Only about half of LMU’s 6,500 students are Catholic; its Jewish students comprise between 2% and 4% of the student body.
“Our academic offerings and student life programming all presume religious plurality and value interfaith work and the spiritual development of all of our students — even the so-called nones, who are often still spiritual seekers even without formal religious affiliations,” said Crabtree.
The first course to be cross-listed between the university and the academy will be a class on Jewish adaptation and resilience planned for 2022, said Holli Levitsky, director of the Jewish Studies Program at LMU.
The academy is one of three rabbinical schools in California. It has graduated 190 rabbis, cantors and chaplains. The academy also offers a master’s degree in Jewish studies.
Among its graduates are Rabbi Susan Goldberg, who leads Nefesh, an independent Los Angeles synagogue, and Rabbi Lori Shapiro, founder of Open Temple, a transdenominational congregation in Venice, California.
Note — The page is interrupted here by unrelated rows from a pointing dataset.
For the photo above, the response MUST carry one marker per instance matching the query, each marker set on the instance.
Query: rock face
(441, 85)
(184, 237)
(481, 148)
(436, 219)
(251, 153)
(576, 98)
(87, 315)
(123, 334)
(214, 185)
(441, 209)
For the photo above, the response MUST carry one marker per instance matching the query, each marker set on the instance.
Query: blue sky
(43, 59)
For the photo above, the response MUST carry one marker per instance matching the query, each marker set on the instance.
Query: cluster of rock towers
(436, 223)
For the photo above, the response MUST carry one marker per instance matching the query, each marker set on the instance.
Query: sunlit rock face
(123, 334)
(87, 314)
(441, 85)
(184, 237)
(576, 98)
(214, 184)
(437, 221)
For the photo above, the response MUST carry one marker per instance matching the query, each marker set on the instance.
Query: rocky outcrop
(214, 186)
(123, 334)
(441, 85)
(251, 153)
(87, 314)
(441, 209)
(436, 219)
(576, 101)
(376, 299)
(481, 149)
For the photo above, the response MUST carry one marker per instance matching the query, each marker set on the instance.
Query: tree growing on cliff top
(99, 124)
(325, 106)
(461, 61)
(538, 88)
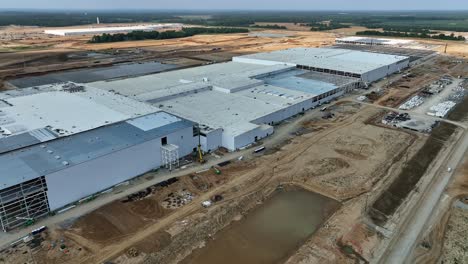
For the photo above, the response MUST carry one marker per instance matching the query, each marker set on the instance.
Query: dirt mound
(350, 154)
(326, 166)
(107, 223)
(154, 242)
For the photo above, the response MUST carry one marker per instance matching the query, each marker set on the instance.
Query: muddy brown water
(270, 233)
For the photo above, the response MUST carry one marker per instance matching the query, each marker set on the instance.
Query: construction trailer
(366, 66)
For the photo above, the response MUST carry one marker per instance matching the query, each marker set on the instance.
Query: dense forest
(327, 26)
(403, 21)
(275, 26)
(142, 35)
(410, 35)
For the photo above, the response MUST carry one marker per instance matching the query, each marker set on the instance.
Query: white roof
(65, 110)
(234, 112)
(91, 30)
(368, 40)
(334, 59)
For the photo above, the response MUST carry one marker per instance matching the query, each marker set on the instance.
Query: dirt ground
(345, 158)
(25, 51)
(447, 239)
(395, 92)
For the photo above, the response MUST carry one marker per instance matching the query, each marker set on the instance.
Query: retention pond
(271, 232)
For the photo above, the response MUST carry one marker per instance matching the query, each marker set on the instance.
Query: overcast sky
(241, 4)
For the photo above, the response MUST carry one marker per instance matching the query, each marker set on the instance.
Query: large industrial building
(373, 41)
(60, 143)
(366, 66)
(110, 30)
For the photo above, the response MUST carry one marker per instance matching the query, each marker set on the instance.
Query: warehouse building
(235, 103)
(110, 30)
(63, 142)
(366, 66)
(108, 140)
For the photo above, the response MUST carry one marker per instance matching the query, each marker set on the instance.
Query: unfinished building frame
(23, 202)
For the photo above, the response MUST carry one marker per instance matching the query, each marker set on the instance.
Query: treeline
(410, 35)
(275, 26)
(390, 21)
(142, 35)
(327, 26)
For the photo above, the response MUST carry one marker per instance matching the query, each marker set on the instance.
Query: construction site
(278, 146)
“The Academy for Jewish Religion is very focused on how to prepare our rabbis to broaden the tent so we bring in Jews who are unaffiliated,” said Marlene Canter, who chairs the academy’s board of directors. “There’s a lot of the same thing happening in Catholicism. There are a lot of people interested in interfaith dynamics. How do we create a more loving, kinder world through our religions?”
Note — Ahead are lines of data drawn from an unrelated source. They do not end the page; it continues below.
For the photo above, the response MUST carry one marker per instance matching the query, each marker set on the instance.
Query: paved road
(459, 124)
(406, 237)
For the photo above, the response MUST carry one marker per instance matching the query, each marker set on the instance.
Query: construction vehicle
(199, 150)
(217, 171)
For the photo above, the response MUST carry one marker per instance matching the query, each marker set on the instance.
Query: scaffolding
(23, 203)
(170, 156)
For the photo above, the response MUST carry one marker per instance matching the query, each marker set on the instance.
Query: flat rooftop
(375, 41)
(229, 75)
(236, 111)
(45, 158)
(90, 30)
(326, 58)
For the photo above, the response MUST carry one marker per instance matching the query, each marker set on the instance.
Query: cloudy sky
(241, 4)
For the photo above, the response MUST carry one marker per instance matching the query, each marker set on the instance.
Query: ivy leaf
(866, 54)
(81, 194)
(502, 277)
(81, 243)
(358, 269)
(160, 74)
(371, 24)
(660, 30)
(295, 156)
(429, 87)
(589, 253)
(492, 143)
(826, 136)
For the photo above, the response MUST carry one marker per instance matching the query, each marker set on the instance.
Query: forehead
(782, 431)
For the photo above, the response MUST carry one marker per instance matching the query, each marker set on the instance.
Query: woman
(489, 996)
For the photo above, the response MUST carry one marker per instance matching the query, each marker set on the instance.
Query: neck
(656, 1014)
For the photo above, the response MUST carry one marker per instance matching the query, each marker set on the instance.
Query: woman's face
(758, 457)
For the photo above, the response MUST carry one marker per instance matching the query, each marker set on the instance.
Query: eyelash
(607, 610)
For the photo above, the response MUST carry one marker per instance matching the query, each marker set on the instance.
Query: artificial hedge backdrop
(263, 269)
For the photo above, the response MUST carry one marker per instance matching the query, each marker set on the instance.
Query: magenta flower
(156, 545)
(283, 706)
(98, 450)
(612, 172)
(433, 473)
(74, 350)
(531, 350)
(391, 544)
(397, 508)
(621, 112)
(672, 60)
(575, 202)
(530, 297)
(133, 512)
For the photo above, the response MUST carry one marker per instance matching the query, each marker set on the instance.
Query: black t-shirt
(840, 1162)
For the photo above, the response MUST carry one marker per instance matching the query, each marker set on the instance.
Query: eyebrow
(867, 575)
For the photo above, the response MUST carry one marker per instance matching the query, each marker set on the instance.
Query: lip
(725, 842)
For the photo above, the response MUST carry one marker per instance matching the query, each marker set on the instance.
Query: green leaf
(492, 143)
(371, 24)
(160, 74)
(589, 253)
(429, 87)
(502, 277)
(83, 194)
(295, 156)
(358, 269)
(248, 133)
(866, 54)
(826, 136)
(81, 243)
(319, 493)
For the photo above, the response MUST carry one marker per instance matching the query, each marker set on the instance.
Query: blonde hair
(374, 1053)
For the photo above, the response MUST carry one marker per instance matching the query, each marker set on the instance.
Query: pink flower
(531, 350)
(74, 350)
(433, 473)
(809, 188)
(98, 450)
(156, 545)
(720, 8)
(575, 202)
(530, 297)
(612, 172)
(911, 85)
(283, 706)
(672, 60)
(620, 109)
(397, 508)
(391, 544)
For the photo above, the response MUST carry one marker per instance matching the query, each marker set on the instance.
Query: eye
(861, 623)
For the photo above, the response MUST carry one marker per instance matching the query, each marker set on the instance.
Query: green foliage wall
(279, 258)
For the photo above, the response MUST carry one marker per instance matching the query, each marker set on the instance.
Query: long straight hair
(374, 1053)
The Rev. Allan Figueroa Deck, a Jesuit priest who serves on the committee that approved the academy’s move to the university, said LMU has a long-standing relationship with the larger Los Angeles Jewish community, the second-largest in the U.S. after New York. That history stretches back to the 1930s, when its law school began admitting Jews at a time when other law schools did not.
In the 1950s, LMU started the Martin Gang Institute for Intergroup Relations, named after the famous Jewish lawyer who helped dissolve the Hollywood blacklist that denied employment to people who were believed to be Communists or sympathizers.
“We are encouraged to foment relations with all religions," Deck said on behalf of the university. “But we have a special interest in our relationship with the Jewish people because of the relationship of the Jewish religion and the foundational role it plays in the development of Christianity.”